Anyone looking for a prime example of the harmful effects of joining the Euro would be well-served by observing the case of Italy. In the sixteen years since they adapted the Euro, the Italians have been hard-hit by economic instability, high unemployment, and ballooning public debt-worth 132% percent of the Italian GDP at the time of this writing. In the wake of this decade-plus of chaos brought upon almost entirely by the weakness of the Eurozone as a political model, it is not surprising, then, that Italian voters abandoned the country’s pro-Europe mainstream parties in droves in this year’s general election, turning instead to the far-right League and the anti-establishment, populist Five Star Movement. It is looking increasingly likely that both parties will enter into a coalition with one another. Although both Matteo Salvini, leader of the League, and his Five Star Movement counterpart Luigi Di Maio endeavoured to turn down the level of anti-EU rhetoric emanating from their parties, their early policy proposals suggest a total reversal from the policies of the political centrists who have failed to govern Italy for the past four decades.

An early version of their coalition accord, leaked to the press this week, calls for the cancellation of €250 billion of Italian debt, a reduction in Italy’s annual contribution to the EU, the establishment of a Euro opt-out mechanism, and the renegotiation of treaties between Italy and Europe. Additional policy proposals such as the cancellation of Russian sanctions, as well as the introduction of a 15-20% flat tax and minimal basic income, have already set the EU into a frenzy. The League/FSM economic platform would cost between €65 billion and €100 billion, with both parties affirming that they will pursue their policies regardless of EU opposition.

The present situation in Italy is perhaps most reminiscent of the rise of the socialist Syriza party and its charismatic leader Alexis Tsipras in Greece, which similarly tried to take on the EU only to be forced to agree to accept an EU/IMF loan requiring massive cuts to the country’s pension and welfare system, already gutted by years of economic upheaval. Greece’s high unemployment rate, at a similar level to Italy’s, meant that the imposition of fresh cuts were not offset as they might have been in a stronger economy. While Italy’s economic situation is certainly not as dire as it is in Greece, if the League/FSM platform plunges the country into crisis as their new programs can not be sustained without a capacity for issuing currency or merely fail to lead to economic improvement, Italy could very well drop the Euro or consider leaving the EU itself, both of which Greece came close to doing in 2015. Despite the hardships it has endured, Italy is still the third-largest economy in the Eurozone, meaning that an exit from the currency would call the very future of it into question. If the League and FSM decide to enact all of their proposals, aggressively spending and racking up huge deficits, there is a real chance that global markets’ faith in Italy’s ability to repay its debt will collapse, dragging the Italian economy into crisis. The EU was able to coerce Greece to retain the Euro, and was able to offset the effects of the Greek crisis thanks to strong economic numbers in Germany and elsewhere in the Eurozone. With Italy, it may not be so lucky.
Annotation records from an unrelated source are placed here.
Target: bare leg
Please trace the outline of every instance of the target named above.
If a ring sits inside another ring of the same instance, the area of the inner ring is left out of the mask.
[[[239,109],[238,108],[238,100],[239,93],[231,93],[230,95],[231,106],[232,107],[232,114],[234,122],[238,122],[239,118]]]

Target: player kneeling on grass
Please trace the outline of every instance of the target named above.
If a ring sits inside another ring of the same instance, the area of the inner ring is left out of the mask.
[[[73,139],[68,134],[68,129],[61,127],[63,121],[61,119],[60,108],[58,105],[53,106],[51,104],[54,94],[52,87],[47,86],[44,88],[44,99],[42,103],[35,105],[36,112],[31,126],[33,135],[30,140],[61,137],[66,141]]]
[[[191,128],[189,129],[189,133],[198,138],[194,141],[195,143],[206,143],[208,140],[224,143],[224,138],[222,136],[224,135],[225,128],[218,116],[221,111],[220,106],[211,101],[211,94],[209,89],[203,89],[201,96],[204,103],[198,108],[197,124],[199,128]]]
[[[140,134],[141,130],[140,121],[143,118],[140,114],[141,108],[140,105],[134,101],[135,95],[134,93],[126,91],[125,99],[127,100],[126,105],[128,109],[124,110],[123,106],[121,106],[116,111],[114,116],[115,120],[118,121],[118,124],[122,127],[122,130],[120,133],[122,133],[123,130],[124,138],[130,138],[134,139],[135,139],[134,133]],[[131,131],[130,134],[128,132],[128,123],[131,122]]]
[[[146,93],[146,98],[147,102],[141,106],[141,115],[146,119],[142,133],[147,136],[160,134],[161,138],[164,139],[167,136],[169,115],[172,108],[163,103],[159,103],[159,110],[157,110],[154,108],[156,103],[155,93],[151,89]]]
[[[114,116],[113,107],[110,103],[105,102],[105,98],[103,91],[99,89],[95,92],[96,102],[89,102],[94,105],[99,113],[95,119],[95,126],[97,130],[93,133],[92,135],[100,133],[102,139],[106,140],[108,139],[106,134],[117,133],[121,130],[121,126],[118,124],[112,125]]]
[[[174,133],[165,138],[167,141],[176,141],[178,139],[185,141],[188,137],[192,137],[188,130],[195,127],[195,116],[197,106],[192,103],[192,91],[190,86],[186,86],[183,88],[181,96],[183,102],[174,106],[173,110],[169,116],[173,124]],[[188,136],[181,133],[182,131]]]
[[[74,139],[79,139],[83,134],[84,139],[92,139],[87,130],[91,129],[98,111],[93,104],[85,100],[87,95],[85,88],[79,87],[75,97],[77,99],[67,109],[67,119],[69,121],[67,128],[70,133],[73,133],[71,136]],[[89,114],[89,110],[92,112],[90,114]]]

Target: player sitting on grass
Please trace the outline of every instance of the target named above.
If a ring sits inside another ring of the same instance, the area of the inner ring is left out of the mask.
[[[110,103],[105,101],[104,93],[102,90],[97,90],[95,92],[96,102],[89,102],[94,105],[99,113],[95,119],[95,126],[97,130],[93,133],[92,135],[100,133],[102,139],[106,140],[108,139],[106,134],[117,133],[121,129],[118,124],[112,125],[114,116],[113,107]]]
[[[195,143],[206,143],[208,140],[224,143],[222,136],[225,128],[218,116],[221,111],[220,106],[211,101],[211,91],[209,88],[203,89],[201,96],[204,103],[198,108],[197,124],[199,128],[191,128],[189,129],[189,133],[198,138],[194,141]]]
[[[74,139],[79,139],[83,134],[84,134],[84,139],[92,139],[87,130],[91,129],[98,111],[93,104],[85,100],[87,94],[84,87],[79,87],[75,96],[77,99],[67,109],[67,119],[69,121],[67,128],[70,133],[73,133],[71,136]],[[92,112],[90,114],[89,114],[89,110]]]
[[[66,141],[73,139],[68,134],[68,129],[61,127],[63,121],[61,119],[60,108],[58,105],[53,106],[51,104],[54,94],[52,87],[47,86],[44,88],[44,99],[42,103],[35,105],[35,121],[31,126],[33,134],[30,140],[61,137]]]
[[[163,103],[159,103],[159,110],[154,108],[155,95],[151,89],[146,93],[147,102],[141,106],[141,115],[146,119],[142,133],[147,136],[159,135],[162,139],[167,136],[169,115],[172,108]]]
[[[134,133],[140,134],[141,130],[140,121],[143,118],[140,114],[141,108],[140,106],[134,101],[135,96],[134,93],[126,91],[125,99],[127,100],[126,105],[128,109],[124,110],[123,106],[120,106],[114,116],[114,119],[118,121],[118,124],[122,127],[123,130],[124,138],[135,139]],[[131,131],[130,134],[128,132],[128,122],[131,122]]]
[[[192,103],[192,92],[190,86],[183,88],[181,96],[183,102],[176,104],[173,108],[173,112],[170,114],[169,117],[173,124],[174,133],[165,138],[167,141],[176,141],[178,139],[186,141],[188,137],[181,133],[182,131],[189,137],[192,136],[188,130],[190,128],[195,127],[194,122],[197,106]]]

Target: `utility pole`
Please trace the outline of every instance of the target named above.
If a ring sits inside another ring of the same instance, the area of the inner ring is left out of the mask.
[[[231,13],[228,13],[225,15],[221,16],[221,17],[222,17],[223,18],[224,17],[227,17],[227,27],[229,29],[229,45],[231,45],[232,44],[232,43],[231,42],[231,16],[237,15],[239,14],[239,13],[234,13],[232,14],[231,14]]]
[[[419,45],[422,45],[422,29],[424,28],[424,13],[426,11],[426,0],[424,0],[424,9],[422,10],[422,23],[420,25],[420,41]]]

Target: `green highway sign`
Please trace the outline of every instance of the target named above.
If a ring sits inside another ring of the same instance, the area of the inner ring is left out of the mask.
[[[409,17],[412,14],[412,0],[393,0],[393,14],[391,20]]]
From the outset, the Euro model was a flawed one, built upon the notion of various countries, at various stages of economic development, joined in a single currency union kept afloat by its larger members. While the Euro would likely survive an Italian exit, such an event could ultimately trigger a larger wave of defections from its smaller members, until eventually only Germany, France and a handful of others remain. For Italy to wield such power is remarkable; for the first time in the Eurozone’s history, its future lies outside of Berlin, Paris, or Brussels, and is instead placed in the hands of a group of inexperienced but ambitious populists who may be willing to instigate its potential collapse.

Kuk James is a member of the Class of 2021 at Dartmouth College.